Largest lymphatic vessel — drains lymph from below diaphragm and left upper body (~75% of total). Originates at cisterna chyli (in front of L1-L2), ascends through aortic hiatus alongside aorta and azygos vein, empties at junction of left internal jugular and subclavian veins. The right lymphatic duct drains right upper body (right arm, head, thorax) into right venous angle. Surgical injury during esophagectomy or thoracic surgery causes chylothorax (milky lymph in pleural space) — managed with low-fat diet, octreotide, lymphangiography embolization.

How does lymph carry dietary fat?

Long-chain fatty acids (>12 C) absorbed by enterocytes are repackaged as chylomicrons (apoB-48), which are too large for capillaries. They enter lacteals — lymphatic capillaries in intestinal villi — making post-prandial mesenteric lymph milky (chyle). Travel through cisterna chyli, thoracic duct, into venous blood. Short and medium-chain fatty acids go directly into portal blood. Disorders: intestinal lymphangiectasia, lymphangiectasia after Fontan procedure → protein-losing enteropathy.

What is lymphedema?

Chronic swelling from impaired lymphatic drainage. Primary: congenital (Milroy, Meige). Secondary: after surgery (axillary node dissection in breast cancer ~10-30%), radiation, infection (filariasis is leading global cause — Wuchereria bancrofti adult worms in lymphatics), malignancy. Stages: pitting edema → fibrotic non-pitting → elephantiasis with skin thickening. Treatment: complex decongestive therapy (manual lymph drainage, compression garments 30-40 mmHg, exercise, skin care). Lymphovenous bypass and vascularized lymph node transfer for severe cases. Antifungal/antibacterial vigilance — recurrent cellulitis common.

What's the spleen?

Largest secondary lymphoid organ (~150 g). Red pulp filters blood — removes senescent RBCs (lifespan ~120 days; macrophages recycle iron via heme oxygenase) and encapsulated bacteria. White pulp surrounds central arterioles — PALS (T cells), follicles (B cells). Asplenia (post-splenectomy after trauma, ITP refractory cases, or congenital) → lifelong risk of overwhelming post-splenectomy infection (OPSI) from encapsulated bacteria (Strep pneumoniae, H. influenzae, Neisseria meningitidis). Vaccinate before elective splenectomy and consider penicillin prophylaxis.

How does cancer spread through lymphatics?

Tumor cells invade local lymphatics, travel to regional nodes (tumor microemboli), proliferate. Lymph node involvement is a major staging factor (TNM N stage) and prognosis indicator.
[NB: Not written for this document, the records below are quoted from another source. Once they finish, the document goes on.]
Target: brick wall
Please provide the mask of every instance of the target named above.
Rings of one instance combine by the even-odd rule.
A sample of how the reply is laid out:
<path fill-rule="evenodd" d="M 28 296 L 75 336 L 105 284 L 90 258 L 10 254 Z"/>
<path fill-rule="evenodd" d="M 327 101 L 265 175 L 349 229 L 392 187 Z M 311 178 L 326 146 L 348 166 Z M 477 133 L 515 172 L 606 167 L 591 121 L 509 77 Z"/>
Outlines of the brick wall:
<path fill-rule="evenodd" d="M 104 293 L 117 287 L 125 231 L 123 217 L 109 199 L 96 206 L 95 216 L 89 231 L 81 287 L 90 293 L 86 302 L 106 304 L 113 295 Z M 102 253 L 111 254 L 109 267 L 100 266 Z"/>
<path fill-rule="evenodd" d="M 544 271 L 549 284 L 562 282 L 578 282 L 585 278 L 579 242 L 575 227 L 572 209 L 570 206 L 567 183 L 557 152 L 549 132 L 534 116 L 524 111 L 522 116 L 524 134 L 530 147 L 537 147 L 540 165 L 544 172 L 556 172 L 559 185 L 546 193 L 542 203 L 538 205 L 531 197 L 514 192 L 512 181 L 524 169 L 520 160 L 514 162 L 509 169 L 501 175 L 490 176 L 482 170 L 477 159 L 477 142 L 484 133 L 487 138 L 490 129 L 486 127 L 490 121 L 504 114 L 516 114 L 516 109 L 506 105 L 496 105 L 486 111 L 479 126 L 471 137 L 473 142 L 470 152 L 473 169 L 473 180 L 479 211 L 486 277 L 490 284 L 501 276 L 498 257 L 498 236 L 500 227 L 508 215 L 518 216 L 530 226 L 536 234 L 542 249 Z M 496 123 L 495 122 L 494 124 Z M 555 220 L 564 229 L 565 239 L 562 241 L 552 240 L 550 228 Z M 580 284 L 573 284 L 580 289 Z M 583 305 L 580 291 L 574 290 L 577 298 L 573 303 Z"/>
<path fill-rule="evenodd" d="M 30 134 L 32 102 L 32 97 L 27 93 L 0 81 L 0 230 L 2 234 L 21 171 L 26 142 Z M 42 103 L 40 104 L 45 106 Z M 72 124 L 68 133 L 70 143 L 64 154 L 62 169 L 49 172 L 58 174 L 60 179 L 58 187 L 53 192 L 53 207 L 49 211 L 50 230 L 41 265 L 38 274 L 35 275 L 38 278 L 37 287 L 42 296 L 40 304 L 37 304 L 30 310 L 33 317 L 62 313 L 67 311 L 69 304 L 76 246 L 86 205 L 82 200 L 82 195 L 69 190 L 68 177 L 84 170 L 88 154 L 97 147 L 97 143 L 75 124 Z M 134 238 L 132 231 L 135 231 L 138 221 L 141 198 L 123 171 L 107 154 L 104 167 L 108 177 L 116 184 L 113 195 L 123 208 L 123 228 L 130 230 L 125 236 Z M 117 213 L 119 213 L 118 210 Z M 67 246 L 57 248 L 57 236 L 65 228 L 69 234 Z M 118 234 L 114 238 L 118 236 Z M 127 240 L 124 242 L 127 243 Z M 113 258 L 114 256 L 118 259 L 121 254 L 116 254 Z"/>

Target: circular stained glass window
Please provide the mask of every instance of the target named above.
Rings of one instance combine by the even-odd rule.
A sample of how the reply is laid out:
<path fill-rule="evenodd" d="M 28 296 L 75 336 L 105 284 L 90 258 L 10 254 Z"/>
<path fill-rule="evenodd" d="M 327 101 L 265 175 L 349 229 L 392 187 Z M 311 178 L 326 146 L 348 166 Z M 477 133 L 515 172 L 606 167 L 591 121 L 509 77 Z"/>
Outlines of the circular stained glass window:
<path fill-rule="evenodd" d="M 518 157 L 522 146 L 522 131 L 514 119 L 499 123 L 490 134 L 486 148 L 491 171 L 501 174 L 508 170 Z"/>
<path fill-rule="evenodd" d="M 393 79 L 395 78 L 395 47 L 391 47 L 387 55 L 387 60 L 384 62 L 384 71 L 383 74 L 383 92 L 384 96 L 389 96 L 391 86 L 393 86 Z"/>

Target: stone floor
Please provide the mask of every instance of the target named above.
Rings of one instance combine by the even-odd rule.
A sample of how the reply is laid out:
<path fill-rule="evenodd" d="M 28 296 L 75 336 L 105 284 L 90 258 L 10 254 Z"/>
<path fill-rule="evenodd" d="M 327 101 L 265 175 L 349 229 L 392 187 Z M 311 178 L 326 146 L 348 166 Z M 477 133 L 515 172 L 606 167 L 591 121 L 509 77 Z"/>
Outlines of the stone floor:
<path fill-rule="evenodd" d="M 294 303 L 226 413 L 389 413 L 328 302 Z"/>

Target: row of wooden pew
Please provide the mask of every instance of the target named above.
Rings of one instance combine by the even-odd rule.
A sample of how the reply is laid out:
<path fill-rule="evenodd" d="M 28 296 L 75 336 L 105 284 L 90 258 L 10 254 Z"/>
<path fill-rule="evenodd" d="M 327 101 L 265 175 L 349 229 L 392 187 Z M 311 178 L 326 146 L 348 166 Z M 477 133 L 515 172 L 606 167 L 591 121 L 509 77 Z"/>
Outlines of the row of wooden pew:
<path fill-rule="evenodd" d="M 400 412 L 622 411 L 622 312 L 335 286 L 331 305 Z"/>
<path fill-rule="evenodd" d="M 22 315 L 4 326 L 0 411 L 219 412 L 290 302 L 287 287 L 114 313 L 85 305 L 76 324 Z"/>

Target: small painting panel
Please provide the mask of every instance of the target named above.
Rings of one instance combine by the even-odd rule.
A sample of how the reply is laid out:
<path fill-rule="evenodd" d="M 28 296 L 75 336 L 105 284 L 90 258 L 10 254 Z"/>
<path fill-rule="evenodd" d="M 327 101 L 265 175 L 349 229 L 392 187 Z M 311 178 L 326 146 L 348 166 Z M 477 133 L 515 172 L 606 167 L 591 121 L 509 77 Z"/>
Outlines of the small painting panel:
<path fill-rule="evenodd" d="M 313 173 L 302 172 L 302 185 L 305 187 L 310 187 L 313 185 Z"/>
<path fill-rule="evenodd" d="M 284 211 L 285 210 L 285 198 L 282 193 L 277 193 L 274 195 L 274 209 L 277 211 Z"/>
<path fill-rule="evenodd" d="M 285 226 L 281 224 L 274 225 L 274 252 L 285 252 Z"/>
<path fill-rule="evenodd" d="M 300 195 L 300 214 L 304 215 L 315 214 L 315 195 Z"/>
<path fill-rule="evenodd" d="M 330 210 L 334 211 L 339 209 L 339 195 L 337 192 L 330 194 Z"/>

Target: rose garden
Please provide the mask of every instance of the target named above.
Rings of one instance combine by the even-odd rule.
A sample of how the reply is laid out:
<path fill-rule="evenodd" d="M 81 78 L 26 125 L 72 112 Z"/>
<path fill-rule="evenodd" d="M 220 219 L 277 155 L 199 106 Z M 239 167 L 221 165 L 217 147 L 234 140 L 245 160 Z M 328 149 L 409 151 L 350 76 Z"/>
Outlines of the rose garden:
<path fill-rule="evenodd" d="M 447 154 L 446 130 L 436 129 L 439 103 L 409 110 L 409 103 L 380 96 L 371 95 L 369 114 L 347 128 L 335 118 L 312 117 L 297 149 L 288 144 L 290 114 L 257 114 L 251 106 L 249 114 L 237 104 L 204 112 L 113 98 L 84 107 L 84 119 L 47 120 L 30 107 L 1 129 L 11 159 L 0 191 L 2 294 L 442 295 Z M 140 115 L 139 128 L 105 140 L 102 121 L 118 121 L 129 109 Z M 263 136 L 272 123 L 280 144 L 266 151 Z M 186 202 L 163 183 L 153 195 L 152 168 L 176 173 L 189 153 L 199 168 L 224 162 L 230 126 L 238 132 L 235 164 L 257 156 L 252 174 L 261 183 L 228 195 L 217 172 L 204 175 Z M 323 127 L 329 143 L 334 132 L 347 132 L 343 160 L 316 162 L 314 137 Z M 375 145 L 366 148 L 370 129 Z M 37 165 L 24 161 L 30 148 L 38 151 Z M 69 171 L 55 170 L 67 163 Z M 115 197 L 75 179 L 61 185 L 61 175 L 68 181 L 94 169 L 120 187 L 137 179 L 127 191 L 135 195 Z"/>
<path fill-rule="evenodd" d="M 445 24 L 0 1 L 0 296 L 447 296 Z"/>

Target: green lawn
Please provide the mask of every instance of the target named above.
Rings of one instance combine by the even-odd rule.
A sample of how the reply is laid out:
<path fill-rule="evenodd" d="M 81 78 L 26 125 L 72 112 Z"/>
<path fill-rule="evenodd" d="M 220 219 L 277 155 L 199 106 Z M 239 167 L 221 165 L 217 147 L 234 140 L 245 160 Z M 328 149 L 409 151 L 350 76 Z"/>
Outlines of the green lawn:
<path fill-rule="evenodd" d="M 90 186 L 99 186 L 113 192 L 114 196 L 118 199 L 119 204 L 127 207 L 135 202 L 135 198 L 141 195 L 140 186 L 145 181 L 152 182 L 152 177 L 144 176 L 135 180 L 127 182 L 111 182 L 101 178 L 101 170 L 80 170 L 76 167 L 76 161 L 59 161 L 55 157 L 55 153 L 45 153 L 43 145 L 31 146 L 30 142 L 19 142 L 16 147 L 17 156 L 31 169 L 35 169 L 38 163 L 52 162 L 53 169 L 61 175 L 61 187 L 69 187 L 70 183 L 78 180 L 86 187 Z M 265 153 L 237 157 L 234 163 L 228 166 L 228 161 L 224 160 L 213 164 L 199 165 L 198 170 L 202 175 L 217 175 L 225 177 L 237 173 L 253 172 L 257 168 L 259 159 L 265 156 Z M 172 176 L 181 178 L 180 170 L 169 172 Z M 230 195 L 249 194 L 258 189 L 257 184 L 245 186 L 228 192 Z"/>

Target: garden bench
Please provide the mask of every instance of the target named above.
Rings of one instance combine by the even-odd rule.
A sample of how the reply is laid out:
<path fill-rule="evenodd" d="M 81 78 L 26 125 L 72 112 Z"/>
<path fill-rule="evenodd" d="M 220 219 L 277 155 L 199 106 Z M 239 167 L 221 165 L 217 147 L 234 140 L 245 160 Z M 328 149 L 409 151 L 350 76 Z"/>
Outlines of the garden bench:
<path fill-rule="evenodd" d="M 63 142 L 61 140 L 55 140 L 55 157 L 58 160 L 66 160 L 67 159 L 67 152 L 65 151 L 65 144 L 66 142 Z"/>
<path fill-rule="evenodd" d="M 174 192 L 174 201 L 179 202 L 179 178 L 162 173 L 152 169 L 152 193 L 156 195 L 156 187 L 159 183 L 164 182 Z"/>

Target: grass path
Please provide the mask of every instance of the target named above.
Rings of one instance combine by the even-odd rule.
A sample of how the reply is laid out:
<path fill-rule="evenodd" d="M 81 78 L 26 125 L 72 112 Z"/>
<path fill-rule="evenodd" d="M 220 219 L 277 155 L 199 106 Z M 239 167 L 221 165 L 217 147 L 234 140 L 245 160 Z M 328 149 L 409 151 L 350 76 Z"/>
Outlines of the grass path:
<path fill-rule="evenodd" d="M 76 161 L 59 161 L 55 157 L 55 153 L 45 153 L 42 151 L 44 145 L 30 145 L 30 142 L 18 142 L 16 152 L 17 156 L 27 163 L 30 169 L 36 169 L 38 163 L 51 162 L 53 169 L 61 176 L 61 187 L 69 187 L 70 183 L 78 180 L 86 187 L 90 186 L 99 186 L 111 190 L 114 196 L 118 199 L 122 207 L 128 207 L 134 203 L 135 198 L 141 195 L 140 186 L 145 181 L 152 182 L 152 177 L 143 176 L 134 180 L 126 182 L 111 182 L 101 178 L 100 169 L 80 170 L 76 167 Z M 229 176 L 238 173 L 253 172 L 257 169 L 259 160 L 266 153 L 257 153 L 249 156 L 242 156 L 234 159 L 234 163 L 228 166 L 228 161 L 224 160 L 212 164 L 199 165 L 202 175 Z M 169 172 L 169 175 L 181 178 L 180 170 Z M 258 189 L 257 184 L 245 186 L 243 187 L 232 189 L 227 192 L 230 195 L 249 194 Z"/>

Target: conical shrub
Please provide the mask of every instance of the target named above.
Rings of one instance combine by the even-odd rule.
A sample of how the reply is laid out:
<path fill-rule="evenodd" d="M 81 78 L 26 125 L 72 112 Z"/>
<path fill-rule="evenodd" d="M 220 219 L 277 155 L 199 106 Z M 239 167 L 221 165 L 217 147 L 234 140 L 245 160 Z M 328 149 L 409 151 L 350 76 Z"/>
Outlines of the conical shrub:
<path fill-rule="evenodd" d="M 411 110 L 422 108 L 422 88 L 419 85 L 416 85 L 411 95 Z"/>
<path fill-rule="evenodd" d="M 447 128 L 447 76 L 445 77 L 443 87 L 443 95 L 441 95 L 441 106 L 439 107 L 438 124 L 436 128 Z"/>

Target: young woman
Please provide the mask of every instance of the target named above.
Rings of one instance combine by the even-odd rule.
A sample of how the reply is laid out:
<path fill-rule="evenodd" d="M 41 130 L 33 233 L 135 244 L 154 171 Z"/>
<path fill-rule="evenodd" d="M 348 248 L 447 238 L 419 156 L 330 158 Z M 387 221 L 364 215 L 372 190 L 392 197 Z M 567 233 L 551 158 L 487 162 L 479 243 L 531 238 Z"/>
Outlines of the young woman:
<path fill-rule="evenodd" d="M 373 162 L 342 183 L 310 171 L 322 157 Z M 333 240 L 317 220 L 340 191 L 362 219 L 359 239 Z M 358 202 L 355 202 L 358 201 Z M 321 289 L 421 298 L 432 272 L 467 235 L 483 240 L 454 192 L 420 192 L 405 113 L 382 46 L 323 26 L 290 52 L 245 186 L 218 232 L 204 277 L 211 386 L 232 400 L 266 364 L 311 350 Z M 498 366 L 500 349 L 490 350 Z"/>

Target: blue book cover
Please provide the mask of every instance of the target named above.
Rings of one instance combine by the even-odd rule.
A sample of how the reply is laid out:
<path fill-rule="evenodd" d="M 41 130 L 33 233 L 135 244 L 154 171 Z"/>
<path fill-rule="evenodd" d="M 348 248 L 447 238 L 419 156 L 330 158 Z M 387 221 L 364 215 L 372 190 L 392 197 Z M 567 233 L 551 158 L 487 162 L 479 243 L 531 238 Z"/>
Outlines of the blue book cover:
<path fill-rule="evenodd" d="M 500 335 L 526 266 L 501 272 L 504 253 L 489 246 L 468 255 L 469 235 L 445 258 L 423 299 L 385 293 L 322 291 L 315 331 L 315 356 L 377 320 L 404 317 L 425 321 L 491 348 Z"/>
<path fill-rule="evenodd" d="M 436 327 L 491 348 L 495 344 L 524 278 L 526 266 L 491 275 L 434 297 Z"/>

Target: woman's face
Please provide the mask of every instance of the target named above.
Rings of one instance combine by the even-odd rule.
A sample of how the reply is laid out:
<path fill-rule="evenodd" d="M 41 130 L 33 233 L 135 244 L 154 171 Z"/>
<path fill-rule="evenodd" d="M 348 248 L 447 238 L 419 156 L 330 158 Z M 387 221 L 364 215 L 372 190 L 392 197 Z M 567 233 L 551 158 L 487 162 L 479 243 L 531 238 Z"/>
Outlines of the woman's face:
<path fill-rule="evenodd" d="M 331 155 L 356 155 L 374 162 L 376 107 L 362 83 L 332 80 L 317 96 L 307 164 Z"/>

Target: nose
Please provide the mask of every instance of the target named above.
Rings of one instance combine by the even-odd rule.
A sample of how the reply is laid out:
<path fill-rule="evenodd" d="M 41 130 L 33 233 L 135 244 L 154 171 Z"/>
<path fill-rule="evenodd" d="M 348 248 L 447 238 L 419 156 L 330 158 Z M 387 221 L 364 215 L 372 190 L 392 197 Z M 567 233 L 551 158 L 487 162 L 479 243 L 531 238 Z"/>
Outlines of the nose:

Sentinel lymph node biopsy: inject blue dye and radiotracer at tumor; first node draining tumor is sampled. Standard of care for breast cancer and melanoma — avoids morbidity of full axillary dissection if SLN negative. Distant spread can be hematogenous (sarcomas) or via thoracic duct/vena cava reaching lung (most common metastasis site).